Permítaseme hacer aquí algunas observaciones. Estos períodos o “estaciones” —cuya descripción, a decir verdad, suena un tanto fantasiosa—, que algunas tradiciones redondean sin más en seis mil años, claramente corresponden a un ciclo más general, y por tanto más extenso, que el constituido por las edades descritas por Hesíodo, quien obviamente se refería a períodos más locales y contingentes y a ciclos ya concluidos en su época. Por otro lado, contrastan marcadamente, tanto en magnitud como por sus duraciones iguales, con los cuatro yugas de la tradición hindú, que son de una elaboración increíble y cuyas duraciones, proporcionales a la escala 4 + 3 + 2 + 1 = 10, son nada menos que 1’728,000, 1’296,000, 864,000 y 432,000 años comunes respectivamente, lo que da una duración total de 4’320,000 años para el ciclo completo. Y por lo demás está el hecho, en extremo significativo, de que esta escala es la misma, aunque en sentido inverso, que la Tetraktys pitagórica, expresada como 1 + 2 + 3 + 4 = 10. Permítaseme referirme brevemente a esta última.

Entre los griegos que expusieron la doctrina de los ciclos cósmicos —grandes filósofos como Anaximandro, Empédocles, Heráclito y posteriormente Platón y los estoicos— destaca nítidamente Pitágoras, cuyos intereses intelectuales eran ante todo matemáticos.
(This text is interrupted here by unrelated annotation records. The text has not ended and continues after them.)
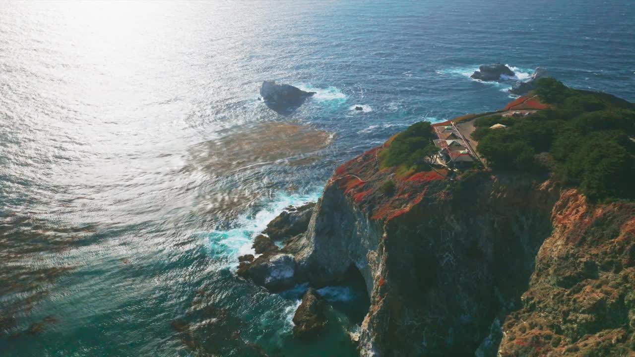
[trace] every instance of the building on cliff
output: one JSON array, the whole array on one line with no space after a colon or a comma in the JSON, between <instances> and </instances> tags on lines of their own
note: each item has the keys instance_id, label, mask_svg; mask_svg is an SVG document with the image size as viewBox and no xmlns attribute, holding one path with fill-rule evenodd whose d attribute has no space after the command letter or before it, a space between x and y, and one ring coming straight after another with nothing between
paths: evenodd
<instances>
[{"instance_id":1,"label":"building on cliff","mask_svg":"<svg viewBox=\"0 0 635 357\"><path fill-rule=\"evenodd\" d=\"M435 126L434 133L439 138L433 140L439 148L437 158L444 165L462 165L463 163L472 163L472 157L467 145L463 140L460 134L452 125Z\"/></svg>"}]
</instances>

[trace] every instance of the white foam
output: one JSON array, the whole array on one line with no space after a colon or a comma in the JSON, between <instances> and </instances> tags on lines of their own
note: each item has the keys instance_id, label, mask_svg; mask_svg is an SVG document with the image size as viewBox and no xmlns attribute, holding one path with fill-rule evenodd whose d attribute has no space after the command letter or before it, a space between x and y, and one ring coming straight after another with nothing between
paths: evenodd
<instances>
[{"instance_id":1,"label":"white foam","mask_svg":"<svg viewBox=\"0 0 635 357\"><path fill-rule=\"evenodd\" d=\"M295 314L295 311L298 309L302 302L301 300L298 300L284 308L284 323L282 328L283 333L290 333L291 330L293 329L293 327L295 326L295 324L293 323L293 315Z\"/></svg>"},{"instance_id":2,"label":"white foam","mask_svg":"<svg viewBox=\"0 0 635 357\"><path fill-rule=\"evenodd\" d=\"M322 187L316 187L305 194L280 192L272 202L255 215L245 215L239 219L235 228L199 234L207 236L210 253L224 260L225 264L223 267L235 269L236 260L239 256L254 253L251 248L253 238L264 230L269 222L290 205L297 206L318 201L321 192Z\"/></svg>"},{"instance_id":3,"label":"white foam","mask_svg":"<svg viewBox=\"0 0 635 357\"><path fill-rule=\"evenodd\" d=\"M509 67L510 69L513 71L514 75L505 76L504 74L503 74L500 76L500 79L502 81L506 81L506 80L526 81L531 77L531 73L533 73L533 71L531 69L515 67L512 65L509 65L508 64L506 64L505 65L507 65L507 67ZM441 75L450 74L450 75L462 76L464 77L467 77L470 79L472 79L472 81L476 81L477 82L482 82L484 83L492 83L492 84L498 83L498 82L495 81L483 81L480 79L474 79L474 78L471 77L470 76L472 76L472 74L474 74L474 72L476 71L478 71L478 66L470 67L464 67L449 68L446 69L436 71L435 72L438 74L441 74Z\"/></svg>"},{"instance_id":4,"label":"white foam","mask_svg":"<svg viewBox=\"0 0 635 357\"><path fill-rule=\"evenodd\" d=\"M388 128L392 128L393 126L410 126L413 124L414 124L414 123L416 123L417 121L420 121L422 120L424 120L425 121L429 121L431 123L434 123L438 121L438 119L437 118L429 116L429 117L425 117L422 119L419 119L413 123L386 123L384 124L375 124L373 125L370 125L366 129L362 129L361 130L359 130L359 131L358 131L358 133L363 134L365 133L371 133L372 131L374 131L375 130L378 128L381 128L382 129L387 129Z\"/></svg>"},{"instance_id":5,"label":"white foam","mask_svg":"<svg viewBox=\"0 0 635 357\"><path fill-rule=\"evenodd\" d=\"M357 299L357 294L350 286L324 286L316 291L331 302L348 302Z\"/></svg>"},{"instance_id":6,"label":"white foam","mask_svg":"<svg viewBox=\"0 0 635 357\"><path fill-rule=\"evenodd\" d=\"M298 83L294 84L298 88L305 91L314 91L311 99L318 102L344 102L346 101L347 96L337 87L333 86L328 86L325 88L318 88L314 87L311 84L305 83Z\"/></svg>"},{"instance_id":7,"label":"white foam","mask_svg":"<svg viewBox=\"0 0 635 357\"><path fill-rule=\"evenodd\" d=\"M355 109L355 107L361 107L361 111L358 111ZM368 112L373 111L373 108L370 107L370 105L366 105L366 104L355 104L349 107L349 109L353 111L354 112Z\"/></svg>"}]
</instances>

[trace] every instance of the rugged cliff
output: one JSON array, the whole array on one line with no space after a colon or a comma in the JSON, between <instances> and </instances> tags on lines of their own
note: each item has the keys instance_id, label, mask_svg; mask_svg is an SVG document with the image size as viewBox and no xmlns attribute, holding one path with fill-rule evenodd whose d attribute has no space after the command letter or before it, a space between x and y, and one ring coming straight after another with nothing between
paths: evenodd
<instances>
[{"instance_id":1,"label":"rugged cliff","mask_svg":"<svg viewBox=\"0 0 635 357\"><path fill-rule=\"evenodd\" d=\"M382 168L389 144L338 168L306 232L246 271L283 288L356 269L361 356L635 355L635 205L546 175Z\"/></svg>"},{"instance_id":2,"label":"rugged cliff","mask_svg":"<svg viewBox=\"0 0 635 357\"><path fill-rule=\"evenodd\" d=\"M399 176L381 149L337 169L291 252L316 285L361 273L362 356L634 353L635 205L540 177Z\"/></svg>"}]
</instances>

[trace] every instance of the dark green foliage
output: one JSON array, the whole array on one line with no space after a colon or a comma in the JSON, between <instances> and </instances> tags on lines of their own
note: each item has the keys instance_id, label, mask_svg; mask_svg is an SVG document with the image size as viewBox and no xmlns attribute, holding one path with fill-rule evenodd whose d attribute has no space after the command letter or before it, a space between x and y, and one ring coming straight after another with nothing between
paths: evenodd
<instances>
[{"instance_id":1,"label":"dark green foliage","mask_svg":"<svg viewBox=\"0 0 635 357\"><path fill-rule=\"evenodd\" d=\"M490 115L476 118L474 119L474 126L485 126L489 128L495 124L502 124L507 126L511 126L516 121L516 118L512 116L502 116L500 115Z\"/></svg>"},{"instance_id":2,"label":"dark green foliage","mask_svg":"<svg viewBox=\"0 0 635 357\"><path fill-rule=\"evenodd\" d=\"M572 91L562 82L551 77L540 78L537 84L536 94L543 102L550 104L562 103L570 96L570 92Z\"/></svg>"},{"instance_id":3,"label":"dark green foliage","mask_svg":"<svg viewBox=\"0 0 635 357\"><path fill-rule=\"evenodd\" d=\"M483 126L472 133L479 153L495 169L554 172L592 199L635 198L635 111L624 109L630 104L544 79L537 92L557 104L504 130L485 129L494 119L479 118Z\"/></svg>"},{"instance_id":4,"label":"dark green foliage","mask_svg":"<svg viewBox=\"0 0 635 357\"><path fill-rule=\"evenodd\" d=\"M565 163L566 181L591 198L632 197L635 159L611 132L586 135Z\"/></svg>"},{"instance_id":5,"label":"dark green foliage","mask_svg":"<svg viewBox=\"0 0 635 357\"><path fill-rule=\"evenodd\" d=\"M380 189L384 195L392 196L396 191L395 183L392 180L389 180L382 185Z\"/></svg>"},{"instance_id":6,"label":"dark green foliage","mask_svg":"<svg viewBox=\"0 0 635 357\"><path fill-rule=\"evenodd\" d=\"M382 165L396 166L403 164L412 166L422 163L425 158L439 151L432 142L434 138L430 123L420 121L411 125L382 151Z\"/></svg>"}]
</instances>

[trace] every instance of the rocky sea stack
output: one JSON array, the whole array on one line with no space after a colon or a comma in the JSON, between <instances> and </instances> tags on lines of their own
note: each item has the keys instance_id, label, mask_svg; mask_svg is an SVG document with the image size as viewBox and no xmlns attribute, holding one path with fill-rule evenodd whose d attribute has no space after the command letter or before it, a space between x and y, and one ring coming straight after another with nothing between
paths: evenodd
<instances>
[{"instance_id":1,"label":"rocky sea stack","mask_svg":"<svg viewBox=\"0 0 635 357\"><path fill-rule=\"evenodd\" d=\"M265 81L260 86L260 95L271 109L279 114L288 114L302 105L314 91L305 91L290 84L279 84Z\"/></svg>"},{"instance_id":2,"label":"rocky sea stack","mask_svg":"<svg viewBox=\"0 0 635 357\"><path fill-rule=\"evenodd\" d=\"M462 128L482 118L477 124L486 129L502 121L507 129L489 130L509 135L516 123L561 118L574 104L572 115L606 108L602 115L635 118L632 104L612 96L554 80L539 85L545 98L567 105L533 94L455 121ZM526 115L511 116L519 111ZM579 120L588 123L587 116ZM439 136L453 128L436 125ZM419 126L414 131L425 126ZM370 300L359 338L363 356L633 355L632 200L589 198L587 187L548 172L384 166L396 140L407 139L399 135L338 167L314 206L272 222L267 232L283 247L260 236L254 248L262 255L241 259L239 274L279 291L337 285L356 272ZM548 156L535 159L552 167ZM325 323L320 301L312 290L305 294L296 336L315 335Z\"/></svg>"},{"instance_id":3,"label":"rocky sea stack","mask_svg":"<svg viewBox=\"0 0 635 357\"><path fill-rule=\"evenodd\" d=\"M478 71L474 72L471 78L480 81L498 81L501 75L514 76L514 71L503 64L483 64L478 67Z\"/></svg>"},{"instance_id":4,"label":"rocky sea stack","mask_svg":"<svg viewBox=\"0 0 635 357\"><path fill-rule=\"evenodd\" d=\"M293 335L304 339L318 336L326 326L326 307L314 289L307 290L293 315Z\"/></svg>"}]
</instances>

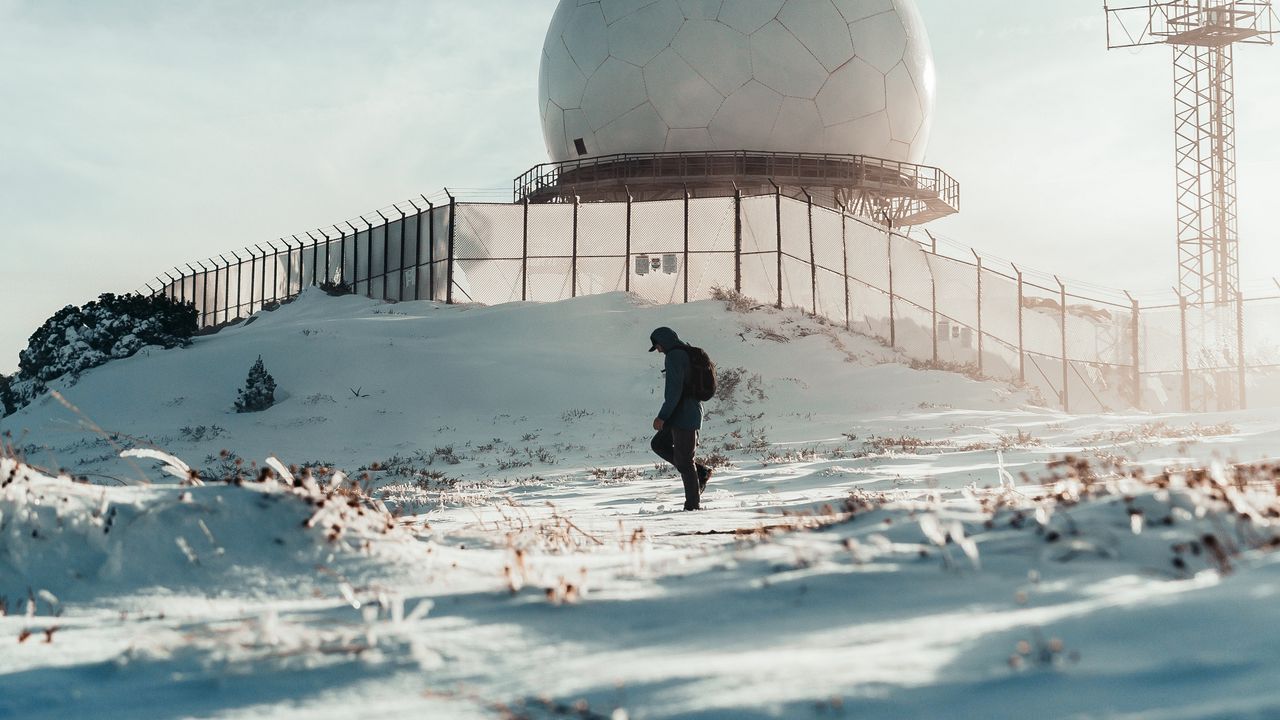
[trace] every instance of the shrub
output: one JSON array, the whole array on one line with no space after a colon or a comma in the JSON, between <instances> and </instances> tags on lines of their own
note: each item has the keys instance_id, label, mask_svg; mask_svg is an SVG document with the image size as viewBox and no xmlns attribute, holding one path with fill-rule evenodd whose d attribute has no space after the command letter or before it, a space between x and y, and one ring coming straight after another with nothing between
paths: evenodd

Se dice que su descubrimiento más trascendente, y que constituiría una especie de revelación sobre la naturaleza del universo, fue que ciertos intervalos de la escala musical pueden expresarse aritméticamente como relaciones entre los números 1, 2, 3 y 4, los cuales, sumados, dan 10, número “perfecto” en tanto que símbolo del Supremo. Originado, según la leyenda, en los tonos emitidos por un yunque sobre el que golpeaban martillos de diferentes tamaños, tal descubrimiento demostraba la existencia de un orden inherente en la naturaleza del sonido y, más aún, una organización matemática en la formación del universo, en cuya estructura, armoniosa y bella como la música misma, interviene como elemento fundamental el tiempo.

Ahora bien, en tiempos de Pitágoras, y también mucho después, los eruditos griegos solían efectuar viajes de estudio a diversos países, principalmente a Egipto y Mesopotamia, y más allá todavía, a la misma India, considerada a lo largo de la historia como meta final de los buscadores de conocimiento. No está claro si Pitágoras emprendió tal viaje; si lo hizo, ello tal vez explicaría el origen real de su famosa Tetrakkys, sobre cuya versión hindú trataré probablemente muy pronto.